The repentant Israelites obeyed Moses, but it wasn’t an obedience that required any effort. “Look at the snake and live” is hardly a righteous act. Rather, it’s simply a “yes” to an invitation, like drinking medicine or receiving a shot in the arm that can save your life.
Of course, there are people in the world who think this is some kind of parable or allegory, but that it did not actually happen. They’re confused because they cannot bring themselves to believe that looking at a snake on a stick could heal. But yesterday we saw that it wasn’t the snake that healed, but the promise of God, that healed.
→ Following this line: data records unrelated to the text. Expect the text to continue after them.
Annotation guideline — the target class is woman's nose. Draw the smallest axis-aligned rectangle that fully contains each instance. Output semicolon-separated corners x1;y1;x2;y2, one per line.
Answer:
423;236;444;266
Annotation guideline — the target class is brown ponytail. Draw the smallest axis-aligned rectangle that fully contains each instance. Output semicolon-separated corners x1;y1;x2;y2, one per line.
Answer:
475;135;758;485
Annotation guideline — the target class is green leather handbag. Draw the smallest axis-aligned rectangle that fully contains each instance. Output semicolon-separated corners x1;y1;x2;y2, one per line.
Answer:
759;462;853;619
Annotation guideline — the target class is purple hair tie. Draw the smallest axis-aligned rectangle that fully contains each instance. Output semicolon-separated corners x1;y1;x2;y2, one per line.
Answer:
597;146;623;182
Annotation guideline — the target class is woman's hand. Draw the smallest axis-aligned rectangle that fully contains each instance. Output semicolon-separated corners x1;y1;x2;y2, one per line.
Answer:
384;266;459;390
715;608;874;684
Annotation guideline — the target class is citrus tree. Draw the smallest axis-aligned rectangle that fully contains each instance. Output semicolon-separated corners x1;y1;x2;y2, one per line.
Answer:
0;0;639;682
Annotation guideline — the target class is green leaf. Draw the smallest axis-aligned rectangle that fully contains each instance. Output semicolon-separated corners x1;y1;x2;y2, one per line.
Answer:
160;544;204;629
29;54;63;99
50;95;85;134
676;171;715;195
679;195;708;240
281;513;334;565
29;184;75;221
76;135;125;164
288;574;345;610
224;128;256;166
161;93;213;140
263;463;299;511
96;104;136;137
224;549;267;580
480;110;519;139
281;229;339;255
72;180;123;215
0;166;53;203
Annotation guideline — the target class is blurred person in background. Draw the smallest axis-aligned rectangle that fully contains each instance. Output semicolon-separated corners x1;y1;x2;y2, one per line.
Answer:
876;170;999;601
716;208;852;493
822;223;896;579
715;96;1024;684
Maybe there were some foolish, stubborn Israelites who scoffed at Moses, nursing their poisoned snakebites with cool cloths, who just refused to look, and who died because they didn’t believe. In the same way there are people who don’t understand how putting faith in Jesus could atone for sin. Of course, it isn’t faith that atones, but Christ who atoned, and our faith is trusting in that promise and that declaration of “not guilty” pronounced over us by our Judge. The faith apprehends the promise. Trust grasps the saving hand that is offered.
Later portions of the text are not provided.